A transmitting antenna at top of a tower has a height of 50 m and the height of receiving antenna is 80 m. What is the range of communication for Line of Sight (LoS) mode ?
[use radius of earth = 6400 km]

• A. 45.5 km
• B. 80.2 km
• C. 144.1 km
• D. 57.28 km

Hint:

For LoS problems, ensure all units are consistent before calculation. It's usually easiest to convert everything to SI units (meters, in this case) and then convert the final answer to kilometers if required. The formula \(d = \sqrt{2Rh}\) is derived from the Pythagorean theorem applied to the tangent from the antenna top to the Earth's surface.

Answer 1

The Correct Option is D

To find the range of communication for Line of Sight (LoS) mode, we can use the following formula for the maximum distance d (in kilometers) that can be covered:

d = \sqrt{2 \times R \times h_1} + \sqrt{2 \times R \times h_2}

where:

• R is the radius of the Earth, given as 6400 km.
• h_1 is the height of the transmitting antenna, given as 50 m.
• h_2 is the height of the receiving antenna, given as 80 m.

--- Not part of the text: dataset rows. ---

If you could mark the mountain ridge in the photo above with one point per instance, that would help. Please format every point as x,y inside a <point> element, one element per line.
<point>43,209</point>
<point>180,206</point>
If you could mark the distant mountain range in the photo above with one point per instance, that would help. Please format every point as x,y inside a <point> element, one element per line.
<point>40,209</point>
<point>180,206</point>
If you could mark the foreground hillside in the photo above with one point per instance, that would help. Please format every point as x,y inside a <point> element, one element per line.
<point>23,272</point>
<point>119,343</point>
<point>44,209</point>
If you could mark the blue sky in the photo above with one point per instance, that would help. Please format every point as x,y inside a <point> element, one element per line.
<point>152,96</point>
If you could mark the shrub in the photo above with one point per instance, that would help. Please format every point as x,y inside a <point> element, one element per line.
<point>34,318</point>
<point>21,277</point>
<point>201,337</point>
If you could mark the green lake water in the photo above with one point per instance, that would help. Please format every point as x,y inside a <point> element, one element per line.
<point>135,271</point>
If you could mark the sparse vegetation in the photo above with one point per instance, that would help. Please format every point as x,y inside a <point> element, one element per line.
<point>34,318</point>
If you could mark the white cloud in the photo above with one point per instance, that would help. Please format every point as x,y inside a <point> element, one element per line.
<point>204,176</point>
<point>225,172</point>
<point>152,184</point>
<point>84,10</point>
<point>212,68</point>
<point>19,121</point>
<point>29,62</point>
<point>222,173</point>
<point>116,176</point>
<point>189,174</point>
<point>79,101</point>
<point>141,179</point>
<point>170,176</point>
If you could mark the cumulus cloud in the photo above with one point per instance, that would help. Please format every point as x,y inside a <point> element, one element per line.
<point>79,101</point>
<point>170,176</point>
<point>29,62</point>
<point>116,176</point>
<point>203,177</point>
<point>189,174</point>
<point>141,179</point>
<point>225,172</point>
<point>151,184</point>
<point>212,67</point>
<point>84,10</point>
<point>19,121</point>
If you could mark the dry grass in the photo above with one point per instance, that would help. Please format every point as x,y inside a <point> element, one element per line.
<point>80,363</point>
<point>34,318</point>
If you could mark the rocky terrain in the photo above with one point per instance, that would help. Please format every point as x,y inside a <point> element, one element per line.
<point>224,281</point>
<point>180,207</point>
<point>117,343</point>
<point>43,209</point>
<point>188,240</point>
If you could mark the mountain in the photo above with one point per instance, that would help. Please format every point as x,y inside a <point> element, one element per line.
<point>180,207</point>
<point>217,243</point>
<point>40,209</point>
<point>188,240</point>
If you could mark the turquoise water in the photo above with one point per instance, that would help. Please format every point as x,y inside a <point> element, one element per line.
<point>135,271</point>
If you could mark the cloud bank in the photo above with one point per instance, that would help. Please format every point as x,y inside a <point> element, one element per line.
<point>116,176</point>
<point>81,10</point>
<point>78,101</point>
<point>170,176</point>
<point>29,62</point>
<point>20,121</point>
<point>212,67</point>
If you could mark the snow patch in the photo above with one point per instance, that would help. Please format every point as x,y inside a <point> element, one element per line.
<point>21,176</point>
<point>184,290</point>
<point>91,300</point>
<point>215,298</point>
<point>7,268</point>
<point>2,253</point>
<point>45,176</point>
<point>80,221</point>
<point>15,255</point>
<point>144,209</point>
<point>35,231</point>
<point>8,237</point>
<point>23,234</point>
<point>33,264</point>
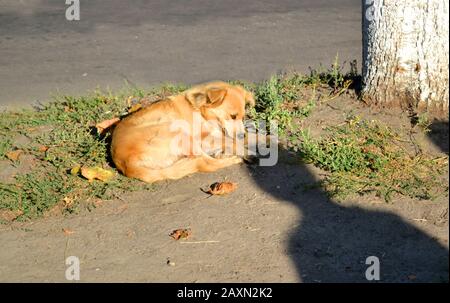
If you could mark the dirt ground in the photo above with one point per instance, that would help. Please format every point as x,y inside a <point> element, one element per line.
<point>269,230</point>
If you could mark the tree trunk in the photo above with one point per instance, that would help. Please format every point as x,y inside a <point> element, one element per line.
<point>406,53</point>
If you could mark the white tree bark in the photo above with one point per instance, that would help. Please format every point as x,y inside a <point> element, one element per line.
<point>406,53</point>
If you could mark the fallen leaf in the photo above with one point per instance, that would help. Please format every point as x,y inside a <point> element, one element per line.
<point>67,231</point>
<point>181,234</point>
<point>68,202</point>
<point>75,170</point>
<point>221,188</point>
<point>14,155</point>
<point>105,125</point>
<point>131,100</point>
<point>92,173</point>
<point>43,148</point>
<point>135,107</point>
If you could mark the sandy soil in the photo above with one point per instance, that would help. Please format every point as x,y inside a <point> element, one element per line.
<point>269,230</point>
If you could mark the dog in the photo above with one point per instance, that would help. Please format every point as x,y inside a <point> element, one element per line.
<point>159,142</point>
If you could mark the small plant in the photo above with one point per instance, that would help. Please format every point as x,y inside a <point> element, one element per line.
<point>424,122</point>
<point>365,156</point>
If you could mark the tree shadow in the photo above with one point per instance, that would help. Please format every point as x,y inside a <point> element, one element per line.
<point>332,241</point>
<point>439,134</point>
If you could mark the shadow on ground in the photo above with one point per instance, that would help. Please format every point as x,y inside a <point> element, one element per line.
<point>439,134</point>
<point>332,242</point>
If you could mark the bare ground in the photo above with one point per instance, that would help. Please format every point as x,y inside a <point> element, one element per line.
<point>269,230</point>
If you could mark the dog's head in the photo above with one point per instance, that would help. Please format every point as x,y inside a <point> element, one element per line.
<point>224,103</point>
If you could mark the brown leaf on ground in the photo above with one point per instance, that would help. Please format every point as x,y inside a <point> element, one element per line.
<point>222,188</point>
<point>182,233</point>
<point>103,126</point>
<point>92,173</point>
<point>43,148</point>
<point>135,107</point>
<point>67,231</point>
<point>75,170</point>
<point>14,155</point>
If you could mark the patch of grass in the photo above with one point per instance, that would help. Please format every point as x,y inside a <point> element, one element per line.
<point>366,156</point>
<point>282,97</point>
<point>5,146</point>
<point>71,140</point>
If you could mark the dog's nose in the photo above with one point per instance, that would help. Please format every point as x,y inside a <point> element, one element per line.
<point>241,135</point>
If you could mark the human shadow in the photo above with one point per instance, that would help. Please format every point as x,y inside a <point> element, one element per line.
<point>333,241</point>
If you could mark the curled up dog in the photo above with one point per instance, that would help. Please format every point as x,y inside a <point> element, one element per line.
<point>199,130</point>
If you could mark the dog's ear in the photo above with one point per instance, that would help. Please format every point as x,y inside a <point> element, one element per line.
<point>216,96</point>
<point>197,98</point>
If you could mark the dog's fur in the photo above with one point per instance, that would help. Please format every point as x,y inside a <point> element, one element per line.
<point>142,143</point>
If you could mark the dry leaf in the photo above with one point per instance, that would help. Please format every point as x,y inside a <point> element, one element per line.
<point>105,125</point>
<point>75,170</point>
<point>68,202</point>
<point>181,234</point>
<point>14,155</point>
<point>68,232</point>
<point>131,100</point>
<point>43,148</point>
<point>98,173</point>
<point>222,188</point>
<point>135,107</point>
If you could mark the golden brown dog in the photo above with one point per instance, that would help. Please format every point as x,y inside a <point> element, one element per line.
<point>161,141</point>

Note: The heights should be converted from meters to kilometers for utilizing the formula properly since the radius of Earth is given in kilometers.

Let's convert the heights:

• h_1 = \frac{50}{1000} = 0.05 km
• h_2 = \frac{80}{1000} = 0.08 km

Now, substitute these values into the formula:

\begin{align*} d &= \sqrt{2 \times 6400 \times 0.05} + \sqrt{2 \times 6400 \times 0.08} \\ &= \sqrt{640} + \sqrt{1024} \\ &= 25.3 + 32.0 \\ &= 57.3 \text{ km} \\ \end{align*}

The calculated range of the Line of Sight communication is 57.3 km, which closely matches with the given option 57.28 km.

Thus, the correct answer is 57.28 km.